The Human Body and Brain and Computers
Is the brain essentially a computer? The short answer is yes. John von Neumann in his classic The Computer and Brain actually does an analysis because the biological brain and the electromechanical digital computers have much in common. Now, clearly there are many differences, and von Neumann details those differences. But it is irrefutable that both ENIAC and the human CNS embody the information processing cycle. Both systems can accept a pair of numbers, recall those numbers after an elapsing of time, add those numbers, and then pass that sum outside of their respective systems. This is the foundation for the idea that computers are capable of some degree of intelligence; but mightn't one object that computers are made of inert physical matter and are programmed whereas humans are alive and have free will? That is of course a knee-jerk reaction, and doesn't hold much water upon reflection and smacks of vitalism. It was once thought that organic and inorganic chemical compounds were somehow different stuffs, but that was shown to be false. Descartes famously argued that the lack of language use meant that animals were mere automatons. (See "Quotations from Descartes on Animals as Automata" (PhilSE).) Many still believe that computers are mere bit-twiddlers whereas people understand meaning. (I push back on that in "Computers, Artificial Intelligence, and Epistemology" (PhilSE).) While the nature of AI and AGI are long, complicated subjects, the short order of it is that what separates the intelligent from the unintelligent is very much open to debate, and tests like the Turing Test or thought problems like the Chinese Room are very much philosophically difficult characterizations, both to claim and to refute with no clear consensus emerging among even the brightest thinkers.
Summary
Yes, the brain functions like a massively parallel analog computer (though neuron firing patterns are clearly both digital and analog). Yes, digital systems are essentially punctuated analog systems.
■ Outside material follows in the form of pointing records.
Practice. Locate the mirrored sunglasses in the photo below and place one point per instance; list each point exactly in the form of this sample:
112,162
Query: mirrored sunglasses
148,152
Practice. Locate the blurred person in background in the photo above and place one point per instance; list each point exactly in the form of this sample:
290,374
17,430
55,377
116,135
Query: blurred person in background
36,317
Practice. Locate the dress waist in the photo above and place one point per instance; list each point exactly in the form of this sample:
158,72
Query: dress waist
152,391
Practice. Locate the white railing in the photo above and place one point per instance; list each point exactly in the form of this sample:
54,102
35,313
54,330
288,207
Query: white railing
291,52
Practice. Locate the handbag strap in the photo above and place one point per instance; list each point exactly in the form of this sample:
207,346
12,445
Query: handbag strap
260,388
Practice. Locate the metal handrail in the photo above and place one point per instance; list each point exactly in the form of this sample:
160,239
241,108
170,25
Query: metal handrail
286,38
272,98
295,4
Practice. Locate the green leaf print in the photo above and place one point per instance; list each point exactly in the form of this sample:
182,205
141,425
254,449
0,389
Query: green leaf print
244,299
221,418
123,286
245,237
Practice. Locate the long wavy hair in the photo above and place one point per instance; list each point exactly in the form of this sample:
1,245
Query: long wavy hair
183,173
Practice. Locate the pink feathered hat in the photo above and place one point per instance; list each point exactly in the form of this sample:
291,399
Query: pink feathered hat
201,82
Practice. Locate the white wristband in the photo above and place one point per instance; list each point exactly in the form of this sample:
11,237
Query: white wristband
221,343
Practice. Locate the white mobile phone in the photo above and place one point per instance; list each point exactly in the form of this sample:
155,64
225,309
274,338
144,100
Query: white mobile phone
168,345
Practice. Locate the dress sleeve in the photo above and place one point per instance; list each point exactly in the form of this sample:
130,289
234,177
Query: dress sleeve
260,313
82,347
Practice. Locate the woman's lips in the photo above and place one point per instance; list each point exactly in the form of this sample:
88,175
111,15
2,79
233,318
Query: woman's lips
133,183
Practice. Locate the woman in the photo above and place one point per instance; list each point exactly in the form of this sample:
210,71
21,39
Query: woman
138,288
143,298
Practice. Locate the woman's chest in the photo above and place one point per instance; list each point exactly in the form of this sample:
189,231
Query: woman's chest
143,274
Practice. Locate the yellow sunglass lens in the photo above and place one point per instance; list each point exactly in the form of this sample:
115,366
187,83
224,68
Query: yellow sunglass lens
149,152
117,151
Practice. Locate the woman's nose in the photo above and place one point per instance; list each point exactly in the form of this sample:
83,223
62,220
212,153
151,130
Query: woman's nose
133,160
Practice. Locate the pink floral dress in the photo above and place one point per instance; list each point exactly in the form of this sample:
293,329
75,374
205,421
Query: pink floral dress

Yes, 0s and 1s represented with voltages are created from square waves that could readily be sinusoidal at the whim of the architect. No, the brain does not embody an architecture remotely similar to the Harvard or Von Neumann architectures. Yes, they both use electricity, but one is clearly wetware. No, it doesn't matter what the substrate for computation is. Yes, both can clearly process numbers, language, and visual images. No, they do not do it in the same way. Yes, one is programmable to a much greater extent than the other. But that doesn't mean the other can't be given and expected to follow instructions. Yes, the human brain evolved to process information for survival value. No, current artificial computers do not have a mind in the sense that great apes do. But the continuum between worm CNSes and human CNSes is one of degree. But, to deny that human brain is a computer is be largely to affirm a lack of knowledge on what makes a system a computer to begin with.